Publication Date:  Oct 22, 2024
Ref. No:  522680
Location: 

Timisoara, RO

Eviden, part of the Atos Group, with an annual revenue of circa € 5 billion is a global leader in data-driven, trusted and sustainable digital transformation. As a next generation digital business with worldwide leading positions in digital, cloud, data, advanced computing and security, it brings deep expertise for all industries in more than 47 countries.
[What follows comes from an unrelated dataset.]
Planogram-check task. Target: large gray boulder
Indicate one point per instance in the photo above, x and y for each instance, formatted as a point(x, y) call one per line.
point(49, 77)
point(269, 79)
By uniting unique high-end technologies across the full digital continuum with 47,000 world-class talents, Eviden expands the possibilities of data and technology, now and for generations to come.

 

HPC Support Engineer:

 

               A High-Performance Computing (HPC) support engineer plays a vital role in maintaining and optimizing computing environments, which are used by research institutions, industries, and organizations for tasks that require significant computational power, such as scientific simulations, large-scale data analysis, machine learning, and engineering computations.

 

Role Expectations:

  • HPC systems are often clusters of interconnected servers. The engineer is responsible for the administration of these clusters, which includes installation, configuration, and maintenance of hardware and software.

  • Linux is the dominant OS in HPC environments. The engineer ensures that the OS is updated, secure, and optimized for high-performance workloads.

  • HPC environments use job schedulers (e.g., SLURM, PBS, or LSF) to allocate resources efficiently. The engineer manages these schedulers to ensure optimal job performance, queue management, and fair distribution of resources among users.

  • Designing and managing backup solutions for large volumes of data, ensuring minimal data loss in case of hardware failures or other disasters.

  • Interactions with SMC (Smart Management Center) which is the foundation for hosting infrastructure and application micro-services dedicated in managing a HPC supercomputer.

  • Support and maintain technology standards, processes, and policies related to on-prem/cloud Infrastructure in scope.

  • Contribute to international projects by providing consultancy regarding HPC infrastructure architectures (on-premises and cloud).

  • Suggest system changes in accordance with documented SOPs.

  • Produce and maintain appropriate documentation and diagrams describing system setups and overall inventory.

 

Capabilities and Expertise:

  • System Administration Red Hat expertise.

  • Networking, expertise in configuring and troubleshooting networking setups within HPC clusters, including understanding low-latency interconnects like InfiniBand or Omni-Path.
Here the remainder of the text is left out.